Gli dispiace. E si rallegra che John abbia il sonno pesante.
John minimizza “Tranquillo… è solo un bernoccolo…tu piuttosto, che hai fatto alla mano?!!”
“Nulla, mi sono ferito mentre cercavo di scavare sotto la ruota impantanata…non è niente…davvero…”
“Sam…perché non mi hai svegliato?! Avrei potuto aiutarti! Hai una faccia! Sicuro di sentirti bene?!”
Sam deglutisce. Come può John preoccuparsi per lui quando, un'ora fa, stava per essere ucciso…da lui?!
“Sei…eri svenuto, John…ho pensato fosse meglio lasciarti riposare. Io sto bene…sono solo…solo un po’ stanco…” ammette.
“Vuoi che guidi io?”
Dean non glielo perdonerebbe mai. Dean fatica…faticava a lasciare Baby persino a lui, che era suo fratello. Cosa penserebbe se la vedesse guidare da un estraneo?! Ma Sam è confuso, sfinito…e sa che, presto, arriverà la parte più difficile. Il rogo rimandato. Si concede di “disobbedire” a Dean. In fondo, da quando se n’è andato, non ha fatto che disattendere le promesse fatte al maggiore.
“Be’, se te la senti…ok…a me va bene.” propone Sam, accostando.
John si mette al volante “Wow! E’ fantastica! Non mi sembra vero di guidare una Chevy del ’67!” asserisce, entusiasta.
“Ti spiace se accendo un po’ di musica? Hai preferenze?”
“No…no…chi guida sceglie la musica…è la regola…” sussurra Sam.
“Allora…se non ti dispiace…Metallica tutta la vita!” afferma John, armeggiando con l'autoradio.

Sam appoggia la testa al finestrino. Una lacrima si confonde con quella pioggia misto nevischio che traccia geroglifici sul finestrino. Le temperature si sono abbassate bruscamente  Il clima mite degli ultimi giorni era solo una burla. Siamo a dicembre.

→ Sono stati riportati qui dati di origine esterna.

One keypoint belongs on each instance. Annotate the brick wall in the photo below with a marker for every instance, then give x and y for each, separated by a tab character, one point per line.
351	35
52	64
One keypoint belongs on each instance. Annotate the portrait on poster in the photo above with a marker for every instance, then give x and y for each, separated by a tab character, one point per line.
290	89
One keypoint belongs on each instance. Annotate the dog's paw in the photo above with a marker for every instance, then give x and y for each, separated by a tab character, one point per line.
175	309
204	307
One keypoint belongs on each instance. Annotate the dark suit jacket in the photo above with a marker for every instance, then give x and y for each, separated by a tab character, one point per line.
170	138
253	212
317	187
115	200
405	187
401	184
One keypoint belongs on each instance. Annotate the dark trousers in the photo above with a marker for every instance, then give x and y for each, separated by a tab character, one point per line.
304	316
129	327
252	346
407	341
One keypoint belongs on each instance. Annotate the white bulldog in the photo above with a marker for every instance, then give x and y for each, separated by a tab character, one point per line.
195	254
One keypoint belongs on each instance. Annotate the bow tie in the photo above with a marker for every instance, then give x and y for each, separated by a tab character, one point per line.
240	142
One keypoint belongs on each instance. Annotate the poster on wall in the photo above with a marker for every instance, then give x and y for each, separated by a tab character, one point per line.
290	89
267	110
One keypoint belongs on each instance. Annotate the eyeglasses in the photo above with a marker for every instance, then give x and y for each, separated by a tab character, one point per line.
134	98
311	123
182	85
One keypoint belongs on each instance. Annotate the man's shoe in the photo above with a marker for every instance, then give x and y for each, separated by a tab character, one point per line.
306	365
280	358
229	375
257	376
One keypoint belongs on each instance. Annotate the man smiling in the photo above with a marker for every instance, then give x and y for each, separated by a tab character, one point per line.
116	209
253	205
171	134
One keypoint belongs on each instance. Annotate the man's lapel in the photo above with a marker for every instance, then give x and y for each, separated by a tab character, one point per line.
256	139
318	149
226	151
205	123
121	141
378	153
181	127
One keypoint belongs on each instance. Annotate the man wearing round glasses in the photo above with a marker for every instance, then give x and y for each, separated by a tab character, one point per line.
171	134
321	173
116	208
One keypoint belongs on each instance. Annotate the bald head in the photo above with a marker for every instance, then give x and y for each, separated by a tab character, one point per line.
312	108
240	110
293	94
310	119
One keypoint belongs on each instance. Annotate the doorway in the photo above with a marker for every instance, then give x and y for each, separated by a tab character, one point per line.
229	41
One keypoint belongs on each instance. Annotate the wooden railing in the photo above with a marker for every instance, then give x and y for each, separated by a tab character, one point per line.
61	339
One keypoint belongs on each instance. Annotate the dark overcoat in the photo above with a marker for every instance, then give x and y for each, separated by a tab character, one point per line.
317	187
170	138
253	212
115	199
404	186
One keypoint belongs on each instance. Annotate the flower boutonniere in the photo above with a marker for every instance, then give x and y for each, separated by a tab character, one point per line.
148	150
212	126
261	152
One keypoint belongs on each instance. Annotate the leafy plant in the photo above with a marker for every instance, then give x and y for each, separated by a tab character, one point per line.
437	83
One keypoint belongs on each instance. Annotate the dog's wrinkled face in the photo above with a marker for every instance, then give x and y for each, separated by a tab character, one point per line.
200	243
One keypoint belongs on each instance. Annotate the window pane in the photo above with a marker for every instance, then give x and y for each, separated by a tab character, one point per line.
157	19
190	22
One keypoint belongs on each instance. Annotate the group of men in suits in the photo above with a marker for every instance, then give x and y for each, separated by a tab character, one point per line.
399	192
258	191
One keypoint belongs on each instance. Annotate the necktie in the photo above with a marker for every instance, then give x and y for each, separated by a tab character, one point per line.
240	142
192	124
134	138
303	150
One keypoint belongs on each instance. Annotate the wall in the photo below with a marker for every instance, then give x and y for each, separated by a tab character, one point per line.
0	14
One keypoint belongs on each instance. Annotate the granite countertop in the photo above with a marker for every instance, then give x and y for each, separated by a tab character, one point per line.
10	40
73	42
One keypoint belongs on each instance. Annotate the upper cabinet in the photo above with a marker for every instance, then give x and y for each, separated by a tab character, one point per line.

Dicembre. Natale. Sam soffrirà.
Più del solito.

Nella penombra vede John canticchiare, andando a tempo di rock, mentre guida. E’ allegro. Per un attimo gli occhi hanno quell’inconfondibile verde.
Quel verde.
“Grazie…”
“Per cosa, amico?!”
“Per esserti messo alla guida…al mio posto…”
“E un piacere e poi, quando mi ricapita una macchina così?! Tu riposa…ci penso io!”
Ci penso io…se solo aggiungesse… a te…sarebbe perfetto. Perfino la voce non gli sembra più quella di John.
Sam sorride.
E’ solo un’illusione. Come quel sole fuori stagione. Ma assaporerà ogni minuto di quel viso che dondola, a ritmo di musica.
---
“Allora…ciao…Sam e grazie della compagnia”. John scarica lo zaino e il basso, seguito da uno scodinzolante Miracle, sceso per sgranchirsi le zampe e “segnare” il territorio. Pare aver capito che non dovrà abituarsi a quel “Dean non Dean”.
“Grazie…grazie a te, John”
John prende in braccio Miracle, si fa leccare il viso. Sam abbassa lo sguardo e il cuore perde un battito.
Poi, vedendolo entrare in uno di quei motel a basso costo, dallo “stile”  ben noto, lo richiama. “Comunque…prova…prova a chiarirti con tuo padre…potrebbe bastare una telefonata…”
“No…non servirebbe a nulla ma…invece…perché non mi dai il tuo numero di telefono? Potresti venire a sentirmi suonare! E ti offrirei una birra!”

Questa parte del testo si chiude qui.